The next thing on the program was seeing Yellowstone Park, another scenic trip so realistic that Andy declared he would always have trouble convincing himself he had not actually been through the National Reservation where the hot springs and geysers flowed, some of the latter rising a hundred and fifty feet into the air, with steam and vapor forming a dense canopy around.
It was just after they had come out from this that the absence of Hiram was discovered. Tubby professed to be somewhat alarmed, and feared their old chum might have fallen from the observation car; but Rob set his mind straight when he admitted that he had seen Hiram sneaking away.
“He’d reached his limit of endurance,” he told Andy when the latter expressed his opinion of one who cared so little for amusement; “and we’ve got to remember that our chum is a queer fish at best. Besides, his heart is wrapped up in things along a certain line. Let him go his way; and later on, perhaps, when some of us have grown a little tired of all this clatter in the Zone, we’ll hunt up the aviation field and see what Hiram is doing.”
Andy had many more things on his list, but Rob told him not to try and rush it all into one afternoon.

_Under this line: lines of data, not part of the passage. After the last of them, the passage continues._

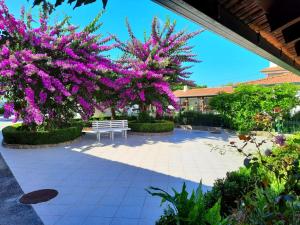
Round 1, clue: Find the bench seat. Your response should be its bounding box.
[91,120,130,142]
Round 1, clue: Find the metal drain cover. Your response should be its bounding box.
[210,130,221,134]
[19,189,58,204]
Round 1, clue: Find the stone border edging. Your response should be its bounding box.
[2,133,85,149]
[128,130,174,136]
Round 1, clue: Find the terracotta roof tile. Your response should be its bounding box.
[260,66,288,73]
[174,86,233,98]
[242,73,300,85]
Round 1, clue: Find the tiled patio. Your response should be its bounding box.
[0,127,247,225]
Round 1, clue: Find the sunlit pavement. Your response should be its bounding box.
[0,128,255,225]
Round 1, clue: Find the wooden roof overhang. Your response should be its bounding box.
[153,0,300,75]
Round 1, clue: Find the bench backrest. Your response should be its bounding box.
[92,120,128,129]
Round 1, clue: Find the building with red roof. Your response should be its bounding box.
[174,64,300,112]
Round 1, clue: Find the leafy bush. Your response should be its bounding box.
[229,188,300,225]
[128,120,174,133]
[146,183,225,225]
[2,124,82,145]
[205,167,259,215]
[210,84,299,131]
[176,111,225,127]
[137,112,155,123]
[291,111,300,121]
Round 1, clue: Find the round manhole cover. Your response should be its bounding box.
[20,189,58,204]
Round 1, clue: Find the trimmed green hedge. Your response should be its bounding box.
[2,125,82,145]
[176,111,226,127]
[128,120,174,133]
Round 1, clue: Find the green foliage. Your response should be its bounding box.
[210,84,299,131]
[291,111,300,121]
[146,183,225,225]
[176,111,226,127]
[2,123,82,145]
[229,188,300,225]
[128,120,174,133]
[137,112,155,123]
[205,167,259,215]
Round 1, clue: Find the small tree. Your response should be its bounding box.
[115,18,200,115]
[0,1,120,128]
[210,84,300,131]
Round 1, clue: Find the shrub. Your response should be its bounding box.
[146,183,225,225]
[229,188,300,225]
[2,124,82,145]
[176,111,225,127]
[128,120,174,133]
[205,167,258,215]
[210,84,299,131]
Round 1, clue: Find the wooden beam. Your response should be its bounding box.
[295,41,300,57]
[282,22,300,44]
[258,0,300,32]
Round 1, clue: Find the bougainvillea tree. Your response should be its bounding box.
[0,0,119,128]
[115,18,200,115]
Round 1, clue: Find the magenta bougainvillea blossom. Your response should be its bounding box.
[0,0,119,125]
[115,18,200,114]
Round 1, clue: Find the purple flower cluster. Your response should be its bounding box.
[115,18,199,114]
[0,0,125,125]
[0,0,199,125]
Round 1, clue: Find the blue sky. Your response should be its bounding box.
[6,0,268,86]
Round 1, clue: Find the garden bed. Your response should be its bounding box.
[2,125,82,148]
[128,120,174,134]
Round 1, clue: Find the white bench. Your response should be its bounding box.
[92,120,130,142]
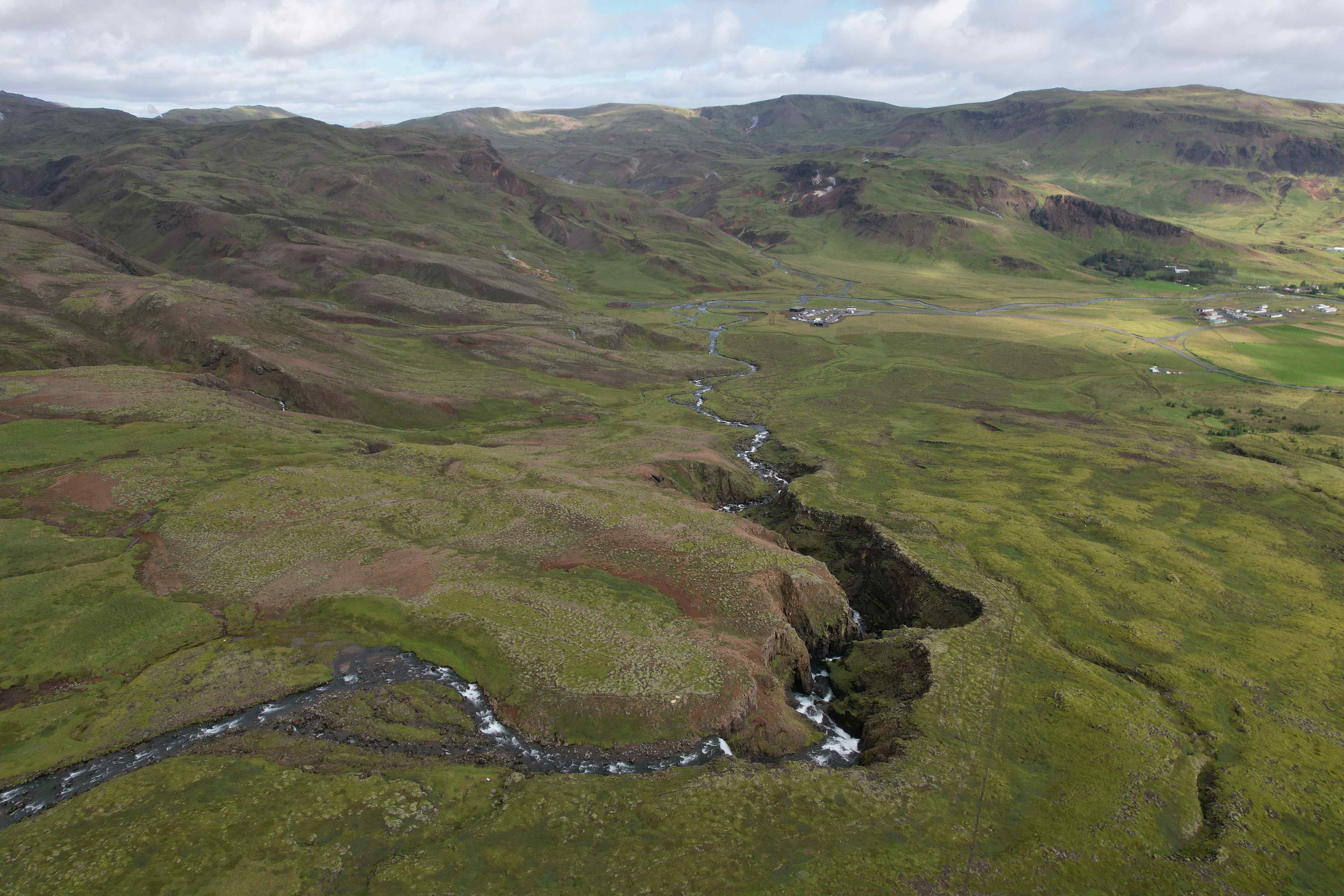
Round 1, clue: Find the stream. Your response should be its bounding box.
[0,270,862,830]
[668,293,863,768]
[0,646,732,830]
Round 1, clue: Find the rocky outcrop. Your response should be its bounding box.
[929,172,1037,215]
[749,492,982,763]
[1031,196,1191,239]
[1185,179,1261,206]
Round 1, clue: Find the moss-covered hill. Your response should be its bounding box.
[0,89,1344,896]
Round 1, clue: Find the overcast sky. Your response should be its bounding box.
[0,0,1344,125]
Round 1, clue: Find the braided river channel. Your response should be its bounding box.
[0,291,862,830]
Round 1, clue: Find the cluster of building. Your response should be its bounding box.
[789,305,872,326]
[1199,302,1339,324]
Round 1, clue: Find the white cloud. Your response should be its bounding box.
[0,0,1344,124]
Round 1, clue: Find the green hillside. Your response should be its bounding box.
[0,87,1344,896]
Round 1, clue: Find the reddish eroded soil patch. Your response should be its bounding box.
[1118,451,1167,466]
[737,520,789,551]
[251,548,448,618]
[136,532,187,596]
[46,473,117,513]
[0,678,102,712]
[542,529,712,619]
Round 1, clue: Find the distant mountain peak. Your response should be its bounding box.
[159,106,297,125]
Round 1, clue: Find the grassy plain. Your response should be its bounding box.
[1187,324,1344,387]
[8,95,1344,895]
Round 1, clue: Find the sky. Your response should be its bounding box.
[0,0,1344,125]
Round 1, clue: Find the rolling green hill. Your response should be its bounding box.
[159,106,294,125]
[0,87,1344,896]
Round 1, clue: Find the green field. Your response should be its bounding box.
[1188,325,1344,387]
[0,87,1344,896]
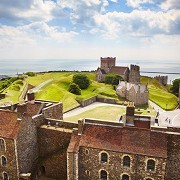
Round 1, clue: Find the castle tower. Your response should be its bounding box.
[101,57,116,73]
[129,64,140,84]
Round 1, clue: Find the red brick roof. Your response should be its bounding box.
[27,103,41,116]
[110,66,129,75]
[69,121,167,158]
[0,110,21,139]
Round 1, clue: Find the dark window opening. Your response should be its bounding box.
[101,170,107,180]
[123,156,131,167]
[147,160,155,171]
[122,174,129,180]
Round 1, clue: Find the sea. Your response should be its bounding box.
[0,59,180,84]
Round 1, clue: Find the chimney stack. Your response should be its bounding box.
[126,102,135,126]
[27,90,35,103]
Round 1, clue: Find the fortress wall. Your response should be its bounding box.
[38,127,72,180]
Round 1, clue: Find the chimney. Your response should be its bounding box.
[17,103,27,119]
[78,119,84,135]
[27,90,35,103]
[126,102,135,126]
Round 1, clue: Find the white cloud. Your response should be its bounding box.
[160,0,180,10]
[0,22,78,47]
[95,10,180,39]
[126,0,153,8]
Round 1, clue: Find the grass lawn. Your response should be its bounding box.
[64,106,156,122]
[64,106,126,122]
[0,81,25,103]
[141,76,178,110]
[26,72,118,111]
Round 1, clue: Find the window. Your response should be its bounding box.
[3,172,9,180]
[122,174,129,180]
[123,156,130,167]
[147,159,155,171]
[85,149,89,155]
[101,153,108,163]
[0,139,5,150]
[101,170,107,180]
[1,156,7,166]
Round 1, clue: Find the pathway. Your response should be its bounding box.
[149,101,180,127]
[63,102,125,118]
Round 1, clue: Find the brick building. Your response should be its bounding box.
[0,101,180,180]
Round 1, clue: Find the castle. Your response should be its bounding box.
[96,57,149,105]
[96,57,140,84]
[0,96,180,180]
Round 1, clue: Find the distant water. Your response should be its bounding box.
[0,59,180,82]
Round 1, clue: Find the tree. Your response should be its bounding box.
[171,78,180,95]
[68,83,81,95]
[73,74,90,89]
[104,74,122,85]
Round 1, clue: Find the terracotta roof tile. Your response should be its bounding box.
[27,103,41,116]
[70,124,167,158]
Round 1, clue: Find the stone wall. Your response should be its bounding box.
[165,134,180,180]
[0,138,19,180]
[38,126,72,180]
[78,147,166,180]
[77,96,96,107]
[42,103,63,119]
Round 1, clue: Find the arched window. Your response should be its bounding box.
[101,170,107,180]
[101,152,108,163]
[122,174,129,180]
[3,172,9,180]
[1,156,7,166]
[123,156,131,167]
[0,139,5,150]
[147,159,155,171]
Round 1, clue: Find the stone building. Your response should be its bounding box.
[154,75,168,86]
[96,57,129,82]
[116,81,149,105]
[129,64,140,84]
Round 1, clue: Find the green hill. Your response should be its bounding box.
[26,72,118,111]
[141,76,178,110]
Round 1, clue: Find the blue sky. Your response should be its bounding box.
[0,0,180,61]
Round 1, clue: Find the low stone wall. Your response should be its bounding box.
[96,97,116,104]
[45,118,78,129]
[77,96,96,107]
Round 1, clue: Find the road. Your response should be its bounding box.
[31,79,53,93]
[63,102,125,118]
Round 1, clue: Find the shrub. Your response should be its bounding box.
[68,83,81,95]
[73,74,90,89]
[171,78,180,96]
[10,84,20,91]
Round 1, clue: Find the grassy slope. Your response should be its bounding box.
[26,72,117,111]
[64,106,125,122]
[141,76,177,110]
[0,81,25,103]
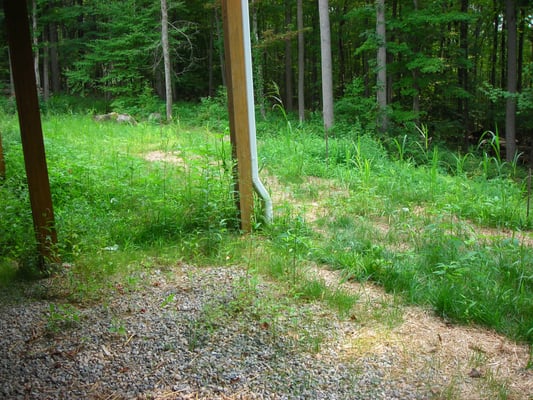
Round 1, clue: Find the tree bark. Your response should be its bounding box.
[285,0,294,112]
[318,0,334,135]
[505,0,517,161]
[42,23,50,101]
[516,8,527,93]
[296,0,305,123]
[215,7,226,86]
[31,0,42,91]
[376,0,388,133]
[161,0,172,121]
[7,47,15,97]
[457,0,470,143]
[49,22,61,94]
[251,0,266,120]
[490,0,500,87]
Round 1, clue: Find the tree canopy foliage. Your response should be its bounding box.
[0,0,533,148]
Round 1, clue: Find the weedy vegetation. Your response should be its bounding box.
[0,98,533,354]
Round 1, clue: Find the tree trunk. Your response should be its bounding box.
[412,0,420,119]
[161,0,172,121]
[376,0,388,133]
[49,22,61,94]
[7,47,15,97]
[457,0,470,144]
[318,0,334,136]
[505,0,517,161]
[215,7,226,87]
[296,0,305,123]
[490,0,500,87]
[207,11,215,97]
[31,0,41,92]
[516,8,527,93]
[285,0,294,112]
[338,0,348,94]
[0,132,6,180]
[252,0,266,120]
[42,29,50,101]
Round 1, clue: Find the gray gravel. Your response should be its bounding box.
[0,266,431,399]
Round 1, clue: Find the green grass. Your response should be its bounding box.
[0,99,533,343]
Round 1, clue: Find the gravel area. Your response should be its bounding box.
[0,265,434,399]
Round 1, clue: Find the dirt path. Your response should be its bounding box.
[268,177,533,400]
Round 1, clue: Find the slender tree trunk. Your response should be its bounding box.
[161,0,172,121]
[252,0,266,120]
[215,7,226,87]
[500,17,508,88]
[0,132,6,180]
[338,0,348,94]
[318,0,334,135]
[42,29,50,101]
[49,22,61,94]
[285,0,294,112]
[296,0,305,123]
[516,8,527,93]
[412,0,420,119]
[31,0,42,92]
[7,47,15,97]
[207,12,215,97]
[505,0,516,161]
[376,0,388,133]
[490,0,500,87]
[457,0,470,147]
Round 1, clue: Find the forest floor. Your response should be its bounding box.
[268,176,533,400]
[0,151,533,400]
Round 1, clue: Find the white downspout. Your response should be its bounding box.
[241,0,273,224]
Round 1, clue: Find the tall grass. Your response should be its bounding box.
[0,103,533,343]
[262,118,533,343]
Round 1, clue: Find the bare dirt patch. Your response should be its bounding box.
[269,173,533,400]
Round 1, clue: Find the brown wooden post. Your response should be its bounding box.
[222,0,254,232]
[3,0,57,266]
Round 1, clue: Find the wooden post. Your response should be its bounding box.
[3,0,57,267]
[0,131,6,179]
[222,0,254,232]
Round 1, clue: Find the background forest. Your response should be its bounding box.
[0,0,533,153]
[0,0,533,376]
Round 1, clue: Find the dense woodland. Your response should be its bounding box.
[0,0,533,153]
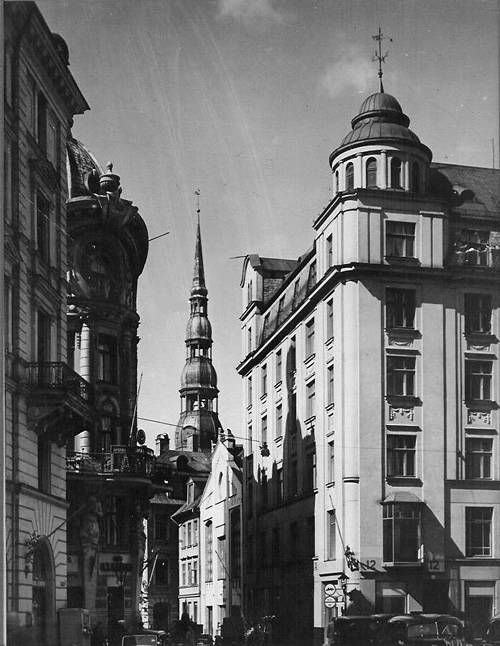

“Take it easy, Andy,” he advised. “‘Rome wasn’t built in a day,’ you remember. We’re going to be around these haunts for a good long while, and one by one we can see all the shows that are gathered here – that is, all worth seeing. These odd people from the wilds interest me considerably, too, so that I wouldn’t miss looking in on their villages, where they’re genuine, as most of them are, because the management stand for that fact.”
It may have been nearer four o’clock than three, when, being more or less tired with their first day at the Exposition, the three chums turned their faces in a quarter that up to then none of them had visited save Tubby, and he only casually.
“We’ll take a look in at the aëroplane boys first,” said Rob; “and if we don’t run across Hiram there, we will go over to the building where he says many of the latest inventions are on exhibition.”
It was not difficult to discover which way to go, for overhead several aëroplanes were whizzing this way and that. Far up in the heavens they could see a small speck which was no doubt some daring pilot trying for an altitude record.
“Makes me think of those days over in Belgium and France, eh, Rob?” remarked Tubby Hopkins, “where we saw German and French and British and Belgian fliers; yes, and even a big Zeppelin that was meaning to bombard some city.”
“Well,” Andy told them, “here we are on the field, and like as not we’ll find our aviation mad chum over in that crowd around the machines on the ground, where the starts are made.”
“I rather think those must be the various models of new machines,” observed Rob, and immediately adding, “There’s Hiram now; he’s sighted us, and is heading this way.”
“Yes, with a grin as big as a house on his face,” asserted Tubby; “which I take it must mean he’s struck something that tickles him just fierce.”
Hiram joined his three comrades a minute later.
“Well,” he said, in a mysterious fashion, addressing himself particularly to Rob, “the Golden Gate Aëroplane Manufacturing Company has a contraption on one of their machines, intended to equalize shifting weights; but shucks! it isn’t in the same class with my dandy little stabilizer. I guess they mean business in my case, with a big B.”